UCLA Astrophysicist Andrea Ghez Wins Nobel Prize For Physics
LOS ANGELES (CBSLA) – A UCLA astrophysicist was one of three scientists to be awarded the 2020 Nobel Prize for Physics Tuesday for her pioneering research on black holes.
Andrea Ghez received the award along with Reinhard Genzel of UC Berkeley and Roger Penrose of the University of Oxford "for the discovery of a supermassive compact object at the centre of our galaxy."
Andrea Ghez became just the fourth woman to receive the prestigious award, joining the Marie Curie in 1903, Maria Goeppert Mayer in 1963 and Donna Strickland in 2018, according to a news release from UCLA.
Penrose received one-half of the award, while Ghez and Genzel share the other half.

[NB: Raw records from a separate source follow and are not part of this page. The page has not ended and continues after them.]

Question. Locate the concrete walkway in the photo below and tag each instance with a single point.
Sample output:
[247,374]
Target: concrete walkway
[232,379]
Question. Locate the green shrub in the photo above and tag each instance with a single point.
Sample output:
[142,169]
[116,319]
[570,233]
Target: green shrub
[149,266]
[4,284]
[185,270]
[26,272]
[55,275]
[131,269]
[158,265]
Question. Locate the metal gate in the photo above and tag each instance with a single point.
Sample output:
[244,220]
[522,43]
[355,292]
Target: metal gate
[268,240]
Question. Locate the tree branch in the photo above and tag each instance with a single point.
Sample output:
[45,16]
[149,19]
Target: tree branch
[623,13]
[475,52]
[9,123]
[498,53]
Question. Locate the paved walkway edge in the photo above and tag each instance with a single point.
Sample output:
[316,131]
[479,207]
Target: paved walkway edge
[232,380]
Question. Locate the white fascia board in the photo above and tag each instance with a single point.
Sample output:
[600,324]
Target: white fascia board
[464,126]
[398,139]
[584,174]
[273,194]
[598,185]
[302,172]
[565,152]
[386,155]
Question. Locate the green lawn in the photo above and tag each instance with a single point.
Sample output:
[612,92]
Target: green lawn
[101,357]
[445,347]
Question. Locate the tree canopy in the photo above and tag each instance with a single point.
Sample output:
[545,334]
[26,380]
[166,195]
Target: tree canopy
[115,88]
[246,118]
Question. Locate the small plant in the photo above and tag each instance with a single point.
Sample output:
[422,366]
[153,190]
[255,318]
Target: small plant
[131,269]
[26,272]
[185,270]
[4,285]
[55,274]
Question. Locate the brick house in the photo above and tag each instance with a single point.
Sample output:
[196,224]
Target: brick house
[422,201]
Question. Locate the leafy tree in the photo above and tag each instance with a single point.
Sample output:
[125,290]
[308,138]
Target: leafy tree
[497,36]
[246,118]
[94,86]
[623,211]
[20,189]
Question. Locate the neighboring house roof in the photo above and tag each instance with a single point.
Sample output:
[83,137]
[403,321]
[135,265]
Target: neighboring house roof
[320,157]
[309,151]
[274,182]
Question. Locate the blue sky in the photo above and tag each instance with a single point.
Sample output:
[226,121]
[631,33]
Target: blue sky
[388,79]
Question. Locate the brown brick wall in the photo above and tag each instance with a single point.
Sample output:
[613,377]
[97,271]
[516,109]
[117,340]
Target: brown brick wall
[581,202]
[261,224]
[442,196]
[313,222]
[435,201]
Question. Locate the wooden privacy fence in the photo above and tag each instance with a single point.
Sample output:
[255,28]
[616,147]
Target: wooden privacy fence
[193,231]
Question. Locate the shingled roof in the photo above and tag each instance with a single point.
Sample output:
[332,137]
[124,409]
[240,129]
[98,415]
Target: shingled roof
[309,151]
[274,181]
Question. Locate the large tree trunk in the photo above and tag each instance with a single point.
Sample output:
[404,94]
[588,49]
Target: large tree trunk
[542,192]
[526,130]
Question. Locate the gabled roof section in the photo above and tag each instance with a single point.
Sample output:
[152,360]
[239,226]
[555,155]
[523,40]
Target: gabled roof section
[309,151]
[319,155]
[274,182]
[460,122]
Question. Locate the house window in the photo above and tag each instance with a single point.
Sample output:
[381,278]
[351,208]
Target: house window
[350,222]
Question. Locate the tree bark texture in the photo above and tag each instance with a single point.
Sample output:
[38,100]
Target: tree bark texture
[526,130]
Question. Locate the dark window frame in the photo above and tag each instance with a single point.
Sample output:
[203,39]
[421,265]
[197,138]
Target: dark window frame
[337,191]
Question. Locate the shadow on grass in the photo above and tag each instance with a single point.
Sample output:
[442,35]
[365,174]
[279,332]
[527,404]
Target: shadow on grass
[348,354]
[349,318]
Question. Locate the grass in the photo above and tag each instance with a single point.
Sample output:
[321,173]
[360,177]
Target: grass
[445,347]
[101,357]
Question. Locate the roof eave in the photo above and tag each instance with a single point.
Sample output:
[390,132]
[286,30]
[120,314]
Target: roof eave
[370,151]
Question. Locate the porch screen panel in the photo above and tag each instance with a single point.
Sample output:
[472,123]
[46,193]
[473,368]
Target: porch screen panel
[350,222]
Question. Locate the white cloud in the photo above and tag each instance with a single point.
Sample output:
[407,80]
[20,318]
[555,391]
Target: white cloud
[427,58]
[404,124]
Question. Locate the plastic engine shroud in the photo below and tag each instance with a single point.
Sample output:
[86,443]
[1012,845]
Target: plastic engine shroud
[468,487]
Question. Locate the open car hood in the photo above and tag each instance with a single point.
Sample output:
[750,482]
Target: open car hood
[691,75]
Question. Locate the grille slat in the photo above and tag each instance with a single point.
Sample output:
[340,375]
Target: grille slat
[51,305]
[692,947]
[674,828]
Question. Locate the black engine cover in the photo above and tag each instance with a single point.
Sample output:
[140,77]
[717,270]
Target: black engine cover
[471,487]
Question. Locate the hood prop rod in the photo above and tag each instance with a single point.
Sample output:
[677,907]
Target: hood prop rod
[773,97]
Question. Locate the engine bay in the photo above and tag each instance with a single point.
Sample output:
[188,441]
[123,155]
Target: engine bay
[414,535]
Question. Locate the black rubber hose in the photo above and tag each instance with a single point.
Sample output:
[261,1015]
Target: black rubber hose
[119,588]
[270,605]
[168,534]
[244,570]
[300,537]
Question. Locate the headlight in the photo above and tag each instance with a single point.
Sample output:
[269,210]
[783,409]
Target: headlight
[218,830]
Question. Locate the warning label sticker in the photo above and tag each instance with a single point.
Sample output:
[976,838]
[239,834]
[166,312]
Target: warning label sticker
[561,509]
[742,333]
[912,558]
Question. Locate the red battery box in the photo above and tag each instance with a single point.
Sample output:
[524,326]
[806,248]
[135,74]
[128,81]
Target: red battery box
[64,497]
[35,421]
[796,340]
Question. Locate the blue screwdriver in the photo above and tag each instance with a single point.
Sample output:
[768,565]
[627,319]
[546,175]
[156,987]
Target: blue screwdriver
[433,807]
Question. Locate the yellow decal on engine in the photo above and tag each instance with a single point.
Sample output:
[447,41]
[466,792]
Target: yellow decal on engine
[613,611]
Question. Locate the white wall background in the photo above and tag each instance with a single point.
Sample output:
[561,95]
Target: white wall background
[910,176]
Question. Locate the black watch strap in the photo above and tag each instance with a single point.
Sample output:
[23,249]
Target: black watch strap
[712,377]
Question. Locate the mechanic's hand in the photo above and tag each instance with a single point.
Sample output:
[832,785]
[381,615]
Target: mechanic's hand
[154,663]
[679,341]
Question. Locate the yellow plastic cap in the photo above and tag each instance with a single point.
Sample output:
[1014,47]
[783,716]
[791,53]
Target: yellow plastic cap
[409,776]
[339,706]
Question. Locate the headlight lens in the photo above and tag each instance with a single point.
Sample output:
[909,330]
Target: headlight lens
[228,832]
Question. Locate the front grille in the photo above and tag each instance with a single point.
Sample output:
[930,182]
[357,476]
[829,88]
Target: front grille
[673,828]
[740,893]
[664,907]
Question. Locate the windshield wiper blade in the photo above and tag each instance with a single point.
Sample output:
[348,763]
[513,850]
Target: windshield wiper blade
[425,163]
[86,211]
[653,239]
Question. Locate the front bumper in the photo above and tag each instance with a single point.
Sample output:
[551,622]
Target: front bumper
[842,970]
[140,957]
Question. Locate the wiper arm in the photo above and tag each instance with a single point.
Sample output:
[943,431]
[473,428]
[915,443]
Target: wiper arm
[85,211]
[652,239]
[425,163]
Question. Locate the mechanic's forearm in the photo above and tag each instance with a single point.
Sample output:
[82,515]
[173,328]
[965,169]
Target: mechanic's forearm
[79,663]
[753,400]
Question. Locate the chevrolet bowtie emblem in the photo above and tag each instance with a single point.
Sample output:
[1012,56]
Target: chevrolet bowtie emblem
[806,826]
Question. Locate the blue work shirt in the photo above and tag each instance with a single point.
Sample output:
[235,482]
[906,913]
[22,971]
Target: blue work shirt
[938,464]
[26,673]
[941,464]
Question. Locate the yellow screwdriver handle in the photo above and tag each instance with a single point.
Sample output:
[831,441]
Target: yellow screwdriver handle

Penrose was awarded "for the discovery that black hole formation is a robust prediction of the general theory of relativity."
Genzel and Ghez were honored "for the discovery of a supermassive compact object at the centre of our galaxy."
"I'm thrilled and incredibly honored to receive a Nobel Prize in physics," said Ghez in a statement. "The research the Nobel committee is honoring today is the product of a wonderful collaboration among the scientists in the UCLA Galactic Center Orbits Initiative and the University of California's wise investment in the W.M. Keck Observatory."